The sorceress looked back up at Edea, “Do not worry, I won’t.  They are well.”  The sorceress held one little spark in her hand, “This is Cure, the magic of life.  Perhaps because the sea turtle laid her eggs here, life magic sprung forth from this spot.  Or perhaps the sea turtle knew that life magic already flowed here?  Hold out your hand.”

Edea hesitated.  Her mama warned her against talking to strangers, and taking little balls of light from strangers would have made Mama very unhappy.

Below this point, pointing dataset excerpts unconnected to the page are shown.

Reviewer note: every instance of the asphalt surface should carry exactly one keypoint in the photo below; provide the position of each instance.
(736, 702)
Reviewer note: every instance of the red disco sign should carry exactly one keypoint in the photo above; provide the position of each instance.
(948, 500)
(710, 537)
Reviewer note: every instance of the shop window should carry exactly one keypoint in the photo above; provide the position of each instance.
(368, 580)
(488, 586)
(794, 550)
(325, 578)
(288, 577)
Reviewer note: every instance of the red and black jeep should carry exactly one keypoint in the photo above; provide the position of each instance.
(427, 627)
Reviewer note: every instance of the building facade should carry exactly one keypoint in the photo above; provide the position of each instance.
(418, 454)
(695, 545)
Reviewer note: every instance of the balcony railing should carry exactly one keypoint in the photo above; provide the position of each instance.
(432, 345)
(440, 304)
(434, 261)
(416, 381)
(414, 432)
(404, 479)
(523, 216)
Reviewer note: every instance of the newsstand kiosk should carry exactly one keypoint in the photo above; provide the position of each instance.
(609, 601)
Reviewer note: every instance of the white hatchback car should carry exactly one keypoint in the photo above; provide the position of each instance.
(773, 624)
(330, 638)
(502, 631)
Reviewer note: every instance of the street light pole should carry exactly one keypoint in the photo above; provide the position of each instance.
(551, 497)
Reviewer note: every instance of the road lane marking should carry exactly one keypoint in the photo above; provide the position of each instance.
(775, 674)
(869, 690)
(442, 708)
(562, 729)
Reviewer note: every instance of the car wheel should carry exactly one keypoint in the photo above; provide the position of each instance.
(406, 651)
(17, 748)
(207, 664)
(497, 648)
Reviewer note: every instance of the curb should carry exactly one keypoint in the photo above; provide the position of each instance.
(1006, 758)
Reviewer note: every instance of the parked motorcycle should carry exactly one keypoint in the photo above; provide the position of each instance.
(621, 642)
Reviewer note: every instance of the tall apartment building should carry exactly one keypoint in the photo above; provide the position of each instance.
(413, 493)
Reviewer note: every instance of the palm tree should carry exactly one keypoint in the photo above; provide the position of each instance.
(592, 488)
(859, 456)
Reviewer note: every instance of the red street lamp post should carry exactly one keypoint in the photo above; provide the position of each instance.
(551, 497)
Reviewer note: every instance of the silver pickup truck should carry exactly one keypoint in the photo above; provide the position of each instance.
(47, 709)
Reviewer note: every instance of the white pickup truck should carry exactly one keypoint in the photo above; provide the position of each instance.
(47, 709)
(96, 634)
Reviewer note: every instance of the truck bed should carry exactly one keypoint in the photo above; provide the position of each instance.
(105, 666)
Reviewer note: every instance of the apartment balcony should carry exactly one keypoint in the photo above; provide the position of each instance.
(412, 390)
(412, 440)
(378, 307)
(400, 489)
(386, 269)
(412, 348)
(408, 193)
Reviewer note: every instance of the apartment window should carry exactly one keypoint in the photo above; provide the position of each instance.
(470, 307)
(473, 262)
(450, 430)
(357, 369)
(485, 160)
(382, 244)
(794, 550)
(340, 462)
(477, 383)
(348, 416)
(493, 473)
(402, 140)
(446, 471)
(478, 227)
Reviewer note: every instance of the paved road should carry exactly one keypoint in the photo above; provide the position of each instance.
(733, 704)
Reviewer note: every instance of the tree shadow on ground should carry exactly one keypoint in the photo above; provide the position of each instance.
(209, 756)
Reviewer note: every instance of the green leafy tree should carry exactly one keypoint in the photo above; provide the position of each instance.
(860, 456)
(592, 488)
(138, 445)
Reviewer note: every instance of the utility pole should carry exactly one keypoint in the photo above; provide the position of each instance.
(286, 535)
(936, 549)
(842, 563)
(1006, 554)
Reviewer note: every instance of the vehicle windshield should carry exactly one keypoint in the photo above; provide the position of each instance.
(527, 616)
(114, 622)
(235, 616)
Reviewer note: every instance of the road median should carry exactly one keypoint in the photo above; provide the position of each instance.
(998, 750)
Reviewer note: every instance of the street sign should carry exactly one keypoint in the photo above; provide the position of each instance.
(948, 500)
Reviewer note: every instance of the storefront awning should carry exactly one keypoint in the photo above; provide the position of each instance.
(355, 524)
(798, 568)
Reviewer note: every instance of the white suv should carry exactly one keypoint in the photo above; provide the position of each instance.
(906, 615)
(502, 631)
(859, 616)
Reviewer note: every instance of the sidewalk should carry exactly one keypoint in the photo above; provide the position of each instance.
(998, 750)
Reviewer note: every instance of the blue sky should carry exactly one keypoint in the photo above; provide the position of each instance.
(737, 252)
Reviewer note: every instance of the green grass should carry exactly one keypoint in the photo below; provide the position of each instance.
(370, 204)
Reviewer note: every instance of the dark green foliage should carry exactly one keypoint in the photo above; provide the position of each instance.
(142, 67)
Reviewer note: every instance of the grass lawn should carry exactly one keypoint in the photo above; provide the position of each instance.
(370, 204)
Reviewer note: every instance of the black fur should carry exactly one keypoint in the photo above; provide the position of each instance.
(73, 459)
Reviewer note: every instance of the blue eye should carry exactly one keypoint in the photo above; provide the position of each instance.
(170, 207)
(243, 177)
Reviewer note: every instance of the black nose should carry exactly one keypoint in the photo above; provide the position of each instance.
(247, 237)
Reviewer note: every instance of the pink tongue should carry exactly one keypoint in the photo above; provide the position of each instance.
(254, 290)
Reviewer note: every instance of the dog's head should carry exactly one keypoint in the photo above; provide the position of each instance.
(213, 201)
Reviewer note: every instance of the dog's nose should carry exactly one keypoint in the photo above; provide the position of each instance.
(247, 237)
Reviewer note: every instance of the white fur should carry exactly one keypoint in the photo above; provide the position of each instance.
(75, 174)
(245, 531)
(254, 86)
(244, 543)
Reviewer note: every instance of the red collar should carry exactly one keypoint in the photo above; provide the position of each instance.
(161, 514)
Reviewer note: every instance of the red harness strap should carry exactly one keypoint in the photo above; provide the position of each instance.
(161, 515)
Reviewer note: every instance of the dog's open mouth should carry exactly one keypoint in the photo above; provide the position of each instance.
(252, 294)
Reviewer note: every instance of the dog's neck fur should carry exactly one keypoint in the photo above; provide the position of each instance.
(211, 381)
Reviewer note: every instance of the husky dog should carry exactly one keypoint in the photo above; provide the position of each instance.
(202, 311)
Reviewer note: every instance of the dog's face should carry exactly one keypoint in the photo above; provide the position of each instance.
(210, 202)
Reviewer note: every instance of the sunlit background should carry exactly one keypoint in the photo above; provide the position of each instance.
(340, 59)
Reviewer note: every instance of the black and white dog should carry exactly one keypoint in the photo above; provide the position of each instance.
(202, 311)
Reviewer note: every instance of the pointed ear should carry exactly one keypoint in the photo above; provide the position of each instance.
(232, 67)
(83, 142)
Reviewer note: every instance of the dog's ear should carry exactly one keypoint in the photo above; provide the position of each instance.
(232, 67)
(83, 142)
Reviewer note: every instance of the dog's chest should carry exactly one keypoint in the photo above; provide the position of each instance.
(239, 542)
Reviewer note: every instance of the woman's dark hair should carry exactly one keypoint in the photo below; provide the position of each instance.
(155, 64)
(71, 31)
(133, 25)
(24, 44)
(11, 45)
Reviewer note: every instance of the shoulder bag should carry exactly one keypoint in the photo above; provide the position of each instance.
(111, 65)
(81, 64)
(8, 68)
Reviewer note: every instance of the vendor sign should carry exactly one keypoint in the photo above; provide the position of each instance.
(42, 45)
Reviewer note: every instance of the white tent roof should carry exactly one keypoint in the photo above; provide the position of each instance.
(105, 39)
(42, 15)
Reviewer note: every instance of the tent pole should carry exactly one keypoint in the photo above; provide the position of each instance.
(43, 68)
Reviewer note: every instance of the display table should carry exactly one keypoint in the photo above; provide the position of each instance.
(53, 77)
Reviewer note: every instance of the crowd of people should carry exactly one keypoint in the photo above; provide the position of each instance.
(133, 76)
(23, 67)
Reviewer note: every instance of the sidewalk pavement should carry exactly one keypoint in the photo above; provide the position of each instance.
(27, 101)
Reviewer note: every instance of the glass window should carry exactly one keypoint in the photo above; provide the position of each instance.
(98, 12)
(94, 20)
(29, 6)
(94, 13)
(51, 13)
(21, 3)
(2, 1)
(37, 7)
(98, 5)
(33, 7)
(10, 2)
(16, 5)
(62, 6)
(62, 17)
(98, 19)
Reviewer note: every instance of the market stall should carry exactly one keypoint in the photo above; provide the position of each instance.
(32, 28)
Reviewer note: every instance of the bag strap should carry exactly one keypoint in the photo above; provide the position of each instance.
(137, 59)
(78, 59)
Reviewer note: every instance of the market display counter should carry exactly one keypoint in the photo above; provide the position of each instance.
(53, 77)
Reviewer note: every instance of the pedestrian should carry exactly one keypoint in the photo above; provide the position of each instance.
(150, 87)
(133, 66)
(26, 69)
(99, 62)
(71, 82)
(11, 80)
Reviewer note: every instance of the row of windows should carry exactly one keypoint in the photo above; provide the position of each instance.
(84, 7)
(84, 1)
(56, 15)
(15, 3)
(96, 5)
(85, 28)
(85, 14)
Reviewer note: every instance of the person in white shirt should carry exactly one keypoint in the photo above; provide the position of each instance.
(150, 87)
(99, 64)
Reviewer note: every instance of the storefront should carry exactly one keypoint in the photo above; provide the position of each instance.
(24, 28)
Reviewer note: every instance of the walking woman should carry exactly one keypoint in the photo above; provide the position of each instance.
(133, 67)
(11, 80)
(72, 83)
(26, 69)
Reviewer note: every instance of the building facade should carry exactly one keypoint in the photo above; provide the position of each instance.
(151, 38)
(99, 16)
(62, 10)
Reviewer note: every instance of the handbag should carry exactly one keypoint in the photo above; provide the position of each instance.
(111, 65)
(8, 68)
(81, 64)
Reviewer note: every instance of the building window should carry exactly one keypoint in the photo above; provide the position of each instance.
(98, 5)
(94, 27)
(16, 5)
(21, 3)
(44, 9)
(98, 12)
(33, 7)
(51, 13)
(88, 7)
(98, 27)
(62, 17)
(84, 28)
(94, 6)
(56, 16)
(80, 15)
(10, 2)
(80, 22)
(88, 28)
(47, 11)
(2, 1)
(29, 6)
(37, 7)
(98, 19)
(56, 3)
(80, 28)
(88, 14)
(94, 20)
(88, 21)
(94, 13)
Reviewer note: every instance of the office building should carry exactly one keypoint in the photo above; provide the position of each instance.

“It is alright.  I will not hurt you,” the sorceress held out the tiny spark of Cure, and Edea nervously opened her palm outward.  The sorceress dropped the Cure into Edea’ hand and it felt warm and tingly in her tiny palm.  It felt like when Edea would dig up sand crabs, and when their little legs and claws would try to dig into Edea’s palm.  It tickled, yet this little pearl of light was more than a tickle.  It felt like something familiar, like a puzzle piece that Edea never knew was missing just fit into place somewhere in her mind.

Edea knew what to do with the little magic piece away.  She gently planted it back into the sand, just over the baby turtles’ nest, whispering “Cure.”

The nest pulsed with one blue flash from beneath the sand.  Then, the nest stirred, and tiny little flippers and tiny little heads broke free from the sand.  The baby turtles began to crawl away, many creeping toward the ocean waves, and a couple skittering the wrong way into the grassy dunes.

The sorceress seemed very pleased, “You have the gift, my child.”

Edea grabbed a baby turtle, pulling it from the grass and guiding it toward the ocean.  Others also seemed to get a little lost.

“No, wrong way!  Go that way!”  Edea shouted after them, pointing to the ocean.

“Do not worry,” the sorceress held Edea’s hand.  “They will find their way.”  And then the sorceress seemed to get very sleepy, laying her head down onto the sand.

“Are you okay?”  Edea asked.

“No, my child,” the sorceress’ whisper became increasingly hoarse.  “The Cure magic is not enough.  I am fading away from this world.”

Edea felt a lump form in her throat and tears well in her eyes, “No!  NO!  You can’t go away!  Don’t go away!” 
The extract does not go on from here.